Author and CNN writer Jonathan Safran Foer composed two essays for CNN.com on the consequences of eating meat. In the second, Foer discusses the "distorting influence of the meat industry on the information about nutrition we receive from the government and medical professionals". He begins his essay by criticizing the American Dietetic Association for "taking a conservative stand" on portraying vegetarian diets by "leaving out well-documented health benefits attributable to reducing the consumption of animal products". He brings evidence to the table that completely dispels the "myth" that meat-eaters consume a healthier level of protein. And Foer's claim as to why the ADA and other health agencies don't try to get more vegetarians out there is simply due to a conflict of interest: "Our nation gets its federally endorsed nutritional information from an agency that must support the food industry". Foer cites a public-health expert, Marion Nestle, who argues that the food industry will lobby Congress to eliminate regulations perceived as unfavorable... and will co-opt food and nutrition experts by supporting professional organizations and research".
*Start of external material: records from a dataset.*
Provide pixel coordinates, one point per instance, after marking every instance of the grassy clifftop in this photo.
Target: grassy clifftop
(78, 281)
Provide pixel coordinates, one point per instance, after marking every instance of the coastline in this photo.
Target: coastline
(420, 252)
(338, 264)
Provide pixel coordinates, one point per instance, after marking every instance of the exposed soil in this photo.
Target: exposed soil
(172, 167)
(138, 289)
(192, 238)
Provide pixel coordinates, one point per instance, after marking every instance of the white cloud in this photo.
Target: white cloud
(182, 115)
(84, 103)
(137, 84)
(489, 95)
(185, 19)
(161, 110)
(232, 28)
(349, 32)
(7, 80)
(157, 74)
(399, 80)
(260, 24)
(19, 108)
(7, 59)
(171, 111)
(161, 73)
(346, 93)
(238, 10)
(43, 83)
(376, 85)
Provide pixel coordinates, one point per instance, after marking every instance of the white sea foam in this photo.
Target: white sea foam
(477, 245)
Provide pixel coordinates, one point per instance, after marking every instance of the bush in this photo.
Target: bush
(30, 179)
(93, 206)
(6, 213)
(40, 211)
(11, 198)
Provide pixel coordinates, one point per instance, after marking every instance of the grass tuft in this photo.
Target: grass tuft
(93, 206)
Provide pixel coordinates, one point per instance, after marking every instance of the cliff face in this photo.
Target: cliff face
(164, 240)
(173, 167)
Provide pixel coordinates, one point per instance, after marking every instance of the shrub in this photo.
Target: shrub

For example, the National Dairy Council is the marketing group for Dairy Management Inc., "whose sole purpose is to 'drive increased sales of and demand for US dairy products'". The National Dairy Council promotes dairy consumption despite proven negative effects of dairy consumption. The worst part about it, says Foer, is that the US government has allowed the Council to become "arguably the largest and most important suppliers of nutritional-education materials in the nation". An even more controversial example is the US Department of Agriculture, a government department that lobbies to make factory farming the norm in America, that is also the sole decision-maker when it comes to determining federal "nutritional guidelines".
It's an interesting situation because it seems like the food industry doesn't even have to lobby the USDA hard to get the regulations (or lack of) that they want simple because it's the USDA's job to promote the food industry. However, the USDA is also the institution we have placed in charge of informing us when certain foods are dangerous! "The USDA has a monopoly on the most important advertising space in the nation, those little nutritional boxes we find on virtually everything we eat." And through the USDA, the food industry has "crafted our national nutrition policy, which influences everything from what foods are stocked in the health-food aisle at the local grocery store to what our children eat at school."